Hydrostatic Reposition

  • Hydrostatic methods involve infusing saline into the vagina under pressure to push the uterus back into place. This may be tried if manual attempts fail 3,11.

Surgical Management

  • Haultain Procedure: An abdominal approach involving incision of the constricting cervical ring to allow repositioning. Particularly useful in chronic or resistant cases 1,2,3,7,13.
  • Huntington Procedure: Involves gradual traction on the inverted fundus via abdominal route 7.
  • Vaginal Approaches: Some chronic inversions may be corrected via vaginal surgery, particularly when the inversion is partial 1,7.

Hysterectomy

  • Indicated when:
    • The uterus cannot be restored,
    • There is associated malignancy,
    • The patient is postmenopausal or has completed childbearing 4,7,9,10,13.
  • Often performed in non-puerperal inversions due to tumor involvement.

Follow-up and Prognosis

  • With prompt treatment, prognosis is good and future fertility can be preserved in many cases 2.
  • In non-puerperal cases, removal of the underlying tumor is essential and may require oncologic follow-up 4,7.

Conclusion

Uterine inversion, though rare, is a critical diagnosis that requires immediate attention.
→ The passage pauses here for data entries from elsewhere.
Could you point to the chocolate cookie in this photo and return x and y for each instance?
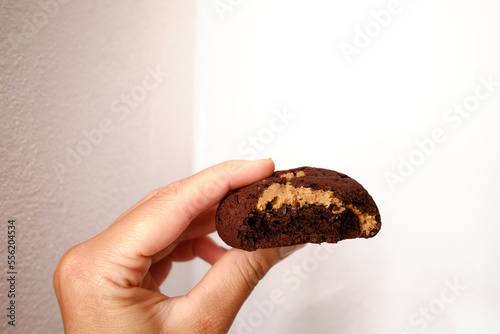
(296, 206)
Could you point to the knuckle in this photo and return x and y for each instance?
(254, 269)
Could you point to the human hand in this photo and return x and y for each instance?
(111, 283)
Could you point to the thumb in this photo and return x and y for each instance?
(226, 286)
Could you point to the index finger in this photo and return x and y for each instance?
(159, 220)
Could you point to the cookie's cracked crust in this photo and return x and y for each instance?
(295, 206)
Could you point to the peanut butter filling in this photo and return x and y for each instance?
(285, 194)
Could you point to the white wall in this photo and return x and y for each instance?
(439, 217)
(65, 77)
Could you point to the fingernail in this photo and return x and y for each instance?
(285, 251)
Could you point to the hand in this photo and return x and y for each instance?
(111, 283)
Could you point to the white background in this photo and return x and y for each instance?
(230, 74)
(439, 224)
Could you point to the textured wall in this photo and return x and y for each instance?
(89, 124)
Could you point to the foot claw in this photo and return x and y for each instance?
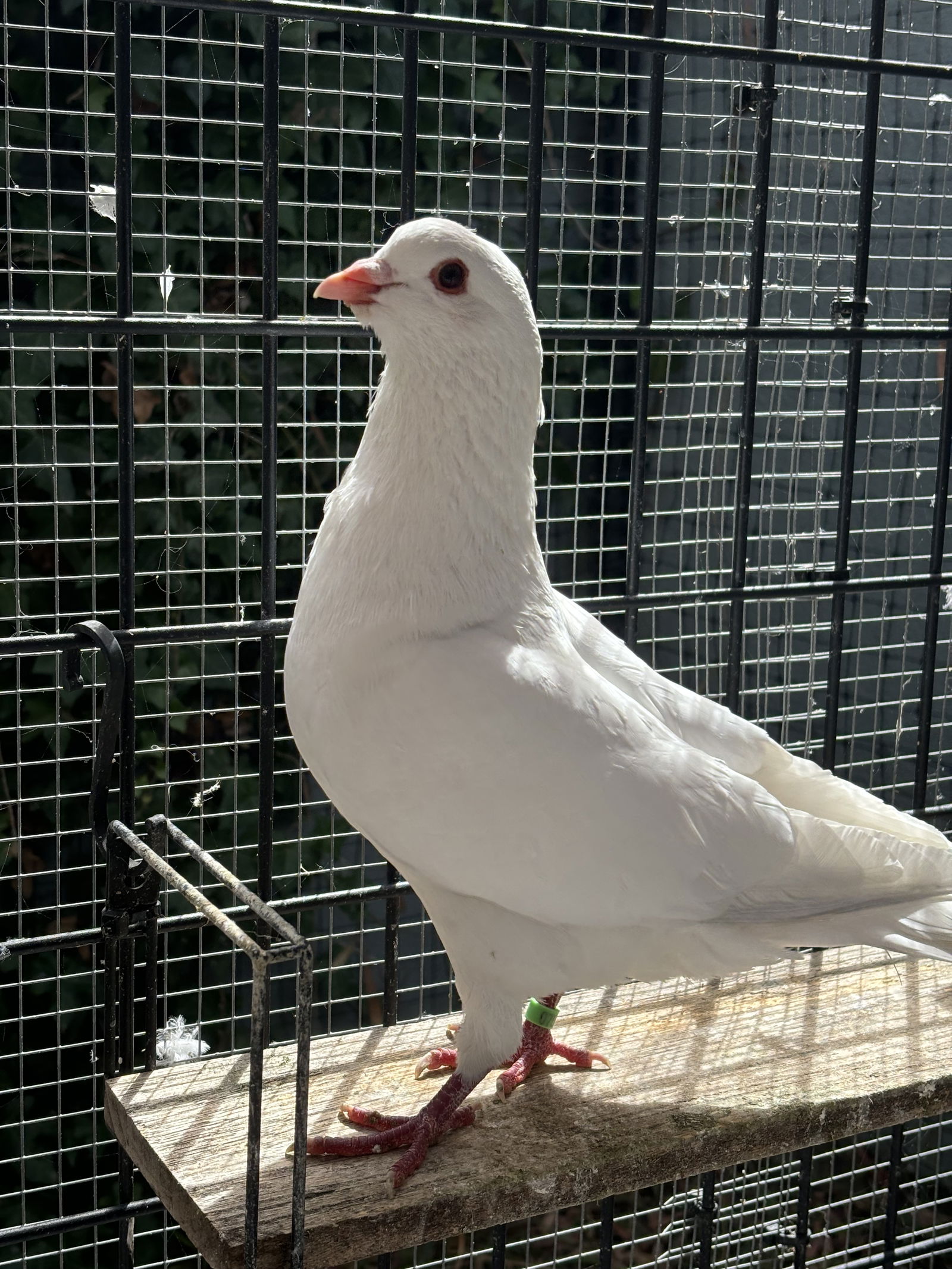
(437, 1060)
Key points to remember include:

  • Symptoms: Sudden vaginal bleeding, shock, abdominal pain, and a vaginal mass are hallmark features. Chronic cases may present with anemia or infertility.
  • Types: Classified by timing (acute, subacute, chronic), etiology (puerperal vs. non-puerperal), and degree (incomplete, complete, total).
  • Causes: In puerperal cases, obstetric maneuvers and uterine atony are major factors; in non-puerperal cases, uterine tumors (especially fibroids) are most common.
  • Treatment: Rapid stabilization, manual or surgical reposition, and management of underlying causes are essential. Fertility can often be preserved with timely intervention.

Summary of Main Points:

  • Uterine inversion is rare but life-threatening, especially in the postpartum period.
  • Acute recognition and management save lives.
  • Non-puerperal inversion, though rare, is most often due to tumors and may require hysterectomy.
  • Multidisciplinary care and individualized treatment plans are key for optimal outcomes.

By understanding the symptoms, types, causes, and treatments of uterine inversion, healthcare providers and patients alike can better navigate this challenging and urgent medical condition.